VMware Cloud Foundation management domain host setup for Cisco UCSM rack server
This repository contains Ansible playbooks for configuring Cisco UCSM managed C-Series (tested Cisco UCS C240 M5) servers. This repository aligns with the following design guide: https://www.cisco.com/c/en/us/td/docs/unified_computing/ucs/UCS_CVDs/flexpod_vcf_design.html. This repository can be used to setup UCS policies and Service Profile Templates as well as to perform initial configuration of the ESXi hosts for deploying VCF using Cloud Builder. To run these playbooks, Cisco UCS C-Series servers should be connected via Cisco UCS Fabric Interconnects as shown in the figure.
Cisco UCS Manager and ESXi Configuration
The playbooks in this repository perform following high level functions:
Cisco UCS
- Equipment Tasks to setup server ports and uplink port-channels
- Admin tasks to configure DNS, NTP, Timezone, and Organization
- LAN tasks to configure VLANs, Mgmt. and MAC address pools, various LAN policies, and vNIC templates
- Server tasks to configure UUID pools, BIOS, boot, disk, power, maintenance and Server Profile templates
After successfully executing UCS playbooks, you can use the server profile template to derive 4 server profiles and install ESXi software on local disk.
ESXi Config
- Setup NTP server
- Setup hostname, domain and DNS server
- Enable SSH on the hosts
- Set vSwitch0 MTU to 9000
- Set default port-group VLAN (management)
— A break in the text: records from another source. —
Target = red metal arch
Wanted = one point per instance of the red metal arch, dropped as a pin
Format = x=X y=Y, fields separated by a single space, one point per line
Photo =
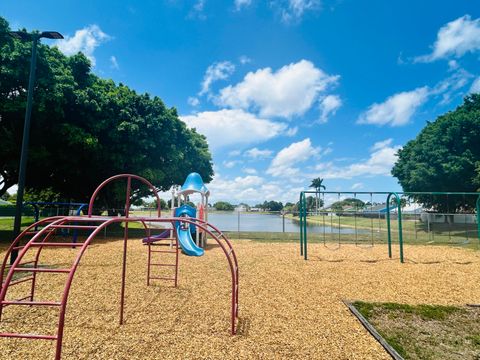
x=40 y=240
x=129 y=178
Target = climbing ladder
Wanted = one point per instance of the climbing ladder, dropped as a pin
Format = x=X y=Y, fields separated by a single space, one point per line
x=41 y=239
x=41 y=235
x=163 y=255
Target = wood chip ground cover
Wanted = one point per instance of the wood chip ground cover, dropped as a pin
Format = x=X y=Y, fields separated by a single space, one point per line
x=289 y=308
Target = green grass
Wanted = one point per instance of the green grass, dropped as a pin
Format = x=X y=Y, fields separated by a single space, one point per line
x=426 y=331
x=426 y=312
x=6 y=227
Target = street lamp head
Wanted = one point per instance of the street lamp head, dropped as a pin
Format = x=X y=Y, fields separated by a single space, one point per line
x=51 y=35
x=20 y=35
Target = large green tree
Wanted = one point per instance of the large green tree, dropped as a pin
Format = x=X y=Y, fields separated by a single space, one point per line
x=445 y=156
x=85 y=129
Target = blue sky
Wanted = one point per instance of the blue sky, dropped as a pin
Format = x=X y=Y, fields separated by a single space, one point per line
x=286 y=90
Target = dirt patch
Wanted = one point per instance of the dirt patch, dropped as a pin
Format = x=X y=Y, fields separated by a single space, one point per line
x=427 y=331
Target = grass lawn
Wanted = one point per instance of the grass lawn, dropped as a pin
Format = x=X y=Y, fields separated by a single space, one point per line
x=426 y=331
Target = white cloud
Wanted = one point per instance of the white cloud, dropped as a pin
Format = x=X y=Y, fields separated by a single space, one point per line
x=290 y=91
x=255 y=153
x=329 y=106
x=453 y=65
x=197 y=10
x=397 y=110
x=193 y=101
x=230 y=164
x=250 y=189
x=233 y=127
x=456 y=38
x=216 y=71
x=114 y=62
x=239 y=4
x=250 y=171
x=286 y=161
x=85 y=40
x=293 y=10
x=382 y=158
x=381 y=144
x=475 y=88
x=244 y=60
x=449 y=88
x=234 y=153
x=357 y=186
x=292 y=131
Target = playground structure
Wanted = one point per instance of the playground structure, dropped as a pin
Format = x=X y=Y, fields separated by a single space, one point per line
x=193 y=185
x=390 y=209
x=33 y=241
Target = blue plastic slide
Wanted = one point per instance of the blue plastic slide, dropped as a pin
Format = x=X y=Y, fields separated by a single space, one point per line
x=183 y=232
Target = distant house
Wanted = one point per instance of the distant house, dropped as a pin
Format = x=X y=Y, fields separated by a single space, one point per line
x=241 y=208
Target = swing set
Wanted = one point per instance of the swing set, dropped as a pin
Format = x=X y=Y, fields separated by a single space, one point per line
x=332 y=228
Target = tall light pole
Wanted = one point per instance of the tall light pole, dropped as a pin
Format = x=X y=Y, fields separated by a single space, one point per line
x=35 y=38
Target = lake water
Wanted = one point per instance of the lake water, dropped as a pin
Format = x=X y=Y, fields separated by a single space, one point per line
x=265 y=223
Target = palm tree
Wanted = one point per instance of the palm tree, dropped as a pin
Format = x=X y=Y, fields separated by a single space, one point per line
x=317 y=184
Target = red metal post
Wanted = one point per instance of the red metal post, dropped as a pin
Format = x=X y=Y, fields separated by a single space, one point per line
x=125 y=238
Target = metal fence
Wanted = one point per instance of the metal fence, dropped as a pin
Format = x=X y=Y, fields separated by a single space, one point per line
x=366 y=218
x=323 y=226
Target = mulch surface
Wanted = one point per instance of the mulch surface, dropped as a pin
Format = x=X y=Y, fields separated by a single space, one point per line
x=289 y=308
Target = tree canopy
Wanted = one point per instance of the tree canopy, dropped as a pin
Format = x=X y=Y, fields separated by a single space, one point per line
x=445 y=156
x=85 y=128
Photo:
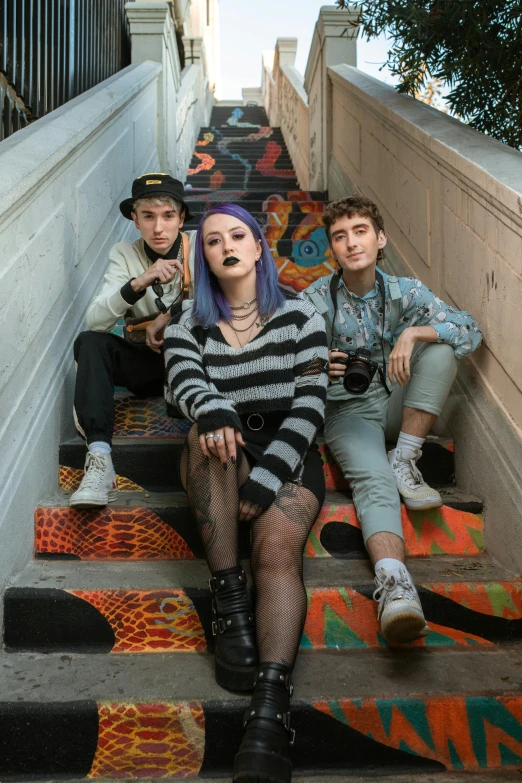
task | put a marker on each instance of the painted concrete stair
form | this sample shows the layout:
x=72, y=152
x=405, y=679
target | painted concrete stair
x=147, y=705
x=160, y=527
x=160, y=607
x=135, y=715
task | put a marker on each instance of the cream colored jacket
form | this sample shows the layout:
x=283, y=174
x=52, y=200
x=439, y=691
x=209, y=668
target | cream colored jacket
x=127, y=260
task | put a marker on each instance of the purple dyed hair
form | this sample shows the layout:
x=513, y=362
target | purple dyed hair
x=210, y=304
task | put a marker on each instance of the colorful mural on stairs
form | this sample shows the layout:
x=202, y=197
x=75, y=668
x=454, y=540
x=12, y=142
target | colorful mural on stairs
x=459, y=614
x=142, y=533
x=186, y=739
x=474, y=732
x=149, y=741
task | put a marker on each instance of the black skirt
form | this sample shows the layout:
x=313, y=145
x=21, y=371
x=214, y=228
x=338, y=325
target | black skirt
x=260, y=429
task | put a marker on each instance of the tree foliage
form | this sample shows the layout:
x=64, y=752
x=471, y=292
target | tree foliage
x=473, y=46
After running the ESXi playbooks, log into each ESXi host using SSH and re-generate self signed certificates using the following commands:
/sbin/generate-certificates
/etc/init.d/hostd restart && /etc/init.d/vpxa restart
Note An Ansible playbook regenerate_esxi_hosts_certs.yml has also been provided to re-generate the certificates.
The ESXi hosts are now ready for VCF cloud builder configuration.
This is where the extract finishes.